Huge price increases
The Queensland average “wholesale” price (Regional Reference Price) for electricity on 17 December 2014 was $1,965 per MegaWatt Hour. Usually it is in the region of $30-40. At a typical price of $30 per MWh consumers might be paying 15c per kWh, which is 5 times the wholesale price. At this new price of nearly $2000 per MWh and assuming the same markup, the consumer would be paying $10 per kWh – an enormous increase.
The price spikes that have been occurring in Queensland recently have been for isolated 5 minute periods only. Today the “spike” to $13,499 lasted from 3:45pm to 5:20pm and was preceded by a 15 minute spike and followed by a 10 minute spike.
Not caused by generator failure
The Dispatch plots for the individual Queensland generator don’t show any obvious generator failures. The gas generators that normally handle the peak demands can be seen coming online between 10am and 10pm as usual.
Lack of reserve power
The reserve power available just by pressing on the accelerator pedals of online generators dropped to almost 20% at 4:30pm.
I don’t yet have a long term plot of the minimum reserve power on all days but picking 15th April 2014 at random gave the plot below. Perhaps 40% reserve is considered a safe value.
High prices shutting down industry?
In the chart below, demand for power starts to dip after it becomes apparent that the high price is persisting. Demand recovers when prices return to normal.
UPDATE 2014-12-19 The demand dip mentioned here also occurred on the next day when it was not preceded by any high prices, so the speculation that high prices shutting down industry was false. In fact the dip in demand at about 6pm occurs almost every day in Queensland. [Take 100 demerits for not checking before writing]

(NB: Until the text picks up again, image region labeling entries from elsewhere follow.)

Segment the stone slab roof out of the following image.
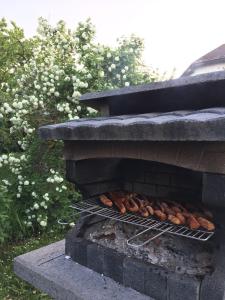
[39,107,225,141]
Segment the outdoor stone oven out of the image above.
[40,72,225,300]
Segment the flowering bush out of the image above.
[0,19,158,241]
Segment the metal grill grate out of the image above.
[70,198,214,241]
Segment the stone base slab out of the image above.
[14,240,151,300]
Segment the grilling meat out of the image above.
[146,205,154,216]
[100,191,215,231]
[176,212,186,225]
[168,215,181,225]
[100,195,113,207]
[139,207,149,218]
[198,217,215,231]
[154,209,167,221]
[113,198,127,214]
[124,198,139,212]
[187,214,200,230]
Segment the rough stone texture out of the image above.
[202,173,225,207]
[67,232,209,300]
[66,159,202,200]
[81,71,225,115]
[14,241,151,300]
[145,266,168,300]
[123,257,146,293]
[39,107,225,141]
[166,274,200,300]
[64,141,225,174]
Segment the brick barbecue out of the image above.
[39,72,225,300]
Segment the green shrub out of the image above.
[0,19,158,242]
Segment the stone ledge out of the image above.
[14,240,151,300]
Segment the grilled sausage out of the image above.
[113,198,127,214]
[198,217,215,231]
[139,207,149,218]
[154,209,166,221]
[168,215,181,225]
[124,199,139,212]
[187,214,200,230]
[176,212,185,224]
[99,195,113,207]
[146,205,154,216]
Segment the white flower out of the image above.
[98,71,104,78]
[40,220,47,227]
[34,203,39,209]
[9,68,15,74]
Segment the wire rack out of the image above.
[70,198,214,247]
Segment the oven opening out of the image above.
[64,158,215,276]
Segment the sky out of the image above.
[0,0,225,77]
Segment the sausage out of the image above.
[124,199,139,212]
[154,209,166,221]
[113,198,127,214]
[198,217,215,231]
[203,209,213,220]
[99,195,113,207]
[171,206,182,213]
[139,207,149,218]
[187,214,200,230]
[168,215,181,225]
[146,205,154,216]
[176,212,186,224]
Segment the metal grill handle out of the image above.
[127,224,172,248]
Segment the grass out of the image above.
[0,228,65,300]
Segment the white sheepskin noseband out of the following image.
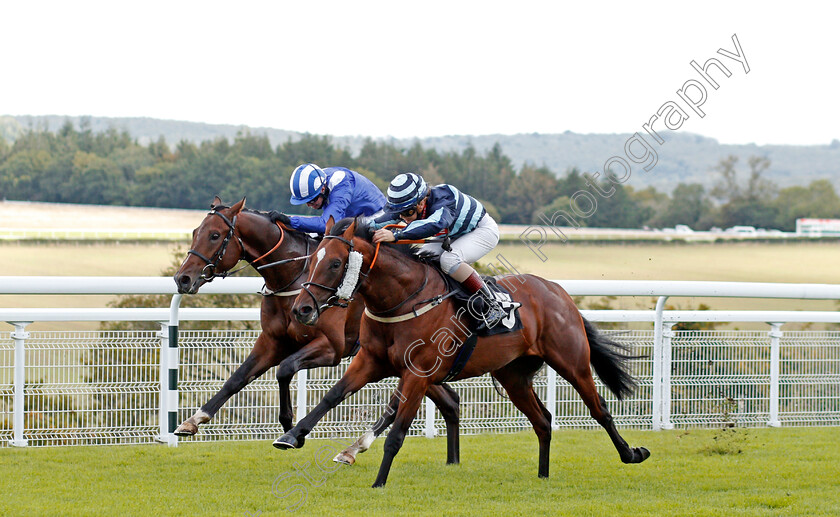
[335,251,363,300]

OAKEY1 Gas Generator – Local price
There were some early price spikes between 1:30pm and 2:30pm which preceded a spike in the “local price” of OAKEY1 down to -$14,000 per MegaWatt Hour. The generator appeared to be running normally at full power from 10am to after 8pm, so this spike remains a mystery.
Let the reader beware
This site is not my day job. It was started only to see the power generated by various generator types/fuels against the background of power demand. I have a Bsc( Elec Eng) from 1969, but that was before the invention of electricity. I don’t have an insiders knowledge of the power industry. All the base data comes from the AEMO site but there is a certain amount of fallible human programming before the charts appear. The plots seem plausible to me but that could be because of my white, male, capitalist, military background. Do some independent checking before readjusting your super or starting a riot on the contents of this site.